L’incendie a été circonscrit à l’aube par les éléments de la Protection civile qui ont découvert 18 corps sur le lieu du drame, après avoir sauvé d’autres occupants du centre coincés entre les flammes. Les blessés, souffrant de brûlures ou de blessures diverses, ont été évacués vers l’hôpital de la ville.

« Certains se sont blessés en sautant des fenêtres pour fuir », a indiqué la Protection civile qui a ajouté que les autres rescapés du sinistre ont été pris en charge par le Croissant Rouge.

Le centre faisait partie de ceux installés par le gouvernement pour regrouper les réfugiés et les clandestins subsahariens. En réaction à ce drame, la présidente du Croissant-Rouge algérien (CRA) Saida Benhabyles, a fait savoir que 600 réfugiés subsahariens occupaient le centre de Ouargla. Ils sont notamment originaires du Niger, du Mali, du Tchad, du Sénégal, de Gambie, du Nigeria et de la Sierra-Leone.

Suite à cet incendie, le ministre de l’Intérieur Noureddine Bedoui, qui effectuait une tournée à Constantine, s’est rendu à Ouargla pour s’enquérir de la situation et envisager les moyens de prendre en charge les réfugiés. De son côté, le ministère des Affaires étrangères a installé une cellule de crise afin de coordonner son action avec l’ensemble des institutions nationales concernées pour suivre l’évolution de la situation et l’identification des victimes. 

Depuis la vague des réfugiés nigériens en Algérie, les autorités ont installé 49 nouveaux centres d’accueil pour les regrouper avant de les reconduire à leur pays à la demande du gouvernement de Niamey. L’opération de rapatriement de quelque 3 000 nigériens ayant trouvé refuge en Algérie a été entamée en décembre 2014.

Le même mois, neuf réfugiés nigériens ont été tués dans un accident de la route alors qu’ils étaient en voie de reconduite vers leur pays.

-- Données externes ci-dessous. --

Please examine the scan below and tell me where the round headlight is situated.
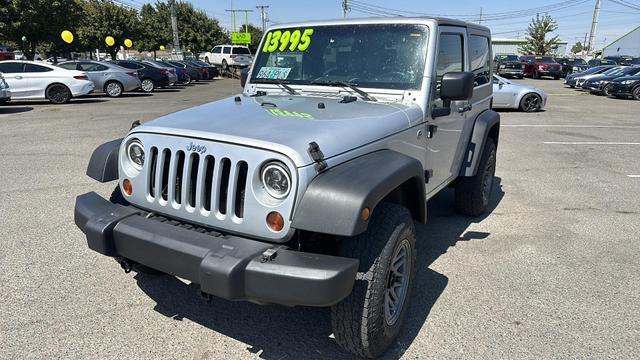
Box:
[127,139,144,170]
[260,163,291,199]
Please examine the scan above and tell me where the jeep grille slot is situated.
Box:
[234,161,249,218]
[171,151,185,204]
[218,158,231,215]
[186,153,200,207]
[158,149,171,201]
[202,155,216,211]
[147,146,158,198]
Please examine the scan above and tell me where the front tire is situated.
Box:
[46,84,71,104]
[140,79,156,93]
[104,81,124,97]
[519,93,542,112]
[455,138,496,216]
[331,203,416,358]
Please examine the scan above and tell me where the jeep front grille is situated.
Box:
[119,133,298,241]
[147,146,247,219]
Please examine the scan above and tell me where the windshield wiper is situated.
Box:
[253,79,298,95]
[311,80,378,101]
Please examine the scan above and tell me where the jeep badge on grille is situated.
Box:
[187,141,207,154]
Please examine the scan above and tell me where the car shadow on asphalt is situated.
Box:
[0,104,33,115]
[135,177,504,359]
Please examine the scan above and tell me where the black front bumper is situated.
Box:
[74,192,359,306]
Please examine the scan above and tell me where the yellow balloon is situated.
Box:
[60,30,73,44]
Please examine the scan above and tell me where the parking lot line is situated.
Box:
[500,124,640,129]
[543,141,640,145]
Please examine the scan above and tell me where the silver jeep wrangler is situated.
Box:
[75,18,500,357]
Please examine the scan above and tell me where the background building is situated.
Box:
[602,26,640,57]
[491,39,567,55]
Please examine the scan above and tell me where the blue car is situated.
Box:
[155,61,193,84]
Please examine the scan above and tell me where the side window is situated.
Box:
[469,35,491,86]
[436,34,464,83]
[0,63,22,73]
[58,63,76,70]
[24,63,53,73]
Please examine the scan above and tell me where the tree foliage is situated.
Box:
[0,0,82,59]
[519,15,560,55]
[571,41,584,54]
[78,0,141,59]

L’autocar qui les transportait est entré en collision avec un camion près de Ghardaïa, à 600 km au sud d’Alger. Toutefois, le programme de rapatriement peine à être établi compte tenu du fait que les réfugiés sont de plus en plus présents en Algérie.

Le Premier ministre du Niger, Brigi Rafini, a affirmé devant le Parlement que la majorité de ces déplacés vivaient de la mendicité en Algérie. En juin 2014, Amadou Marou, ministre de la Justice et porte-parole du gouvernement, a vu dans la présence de ces migrants un « déshonneur » pour son pays.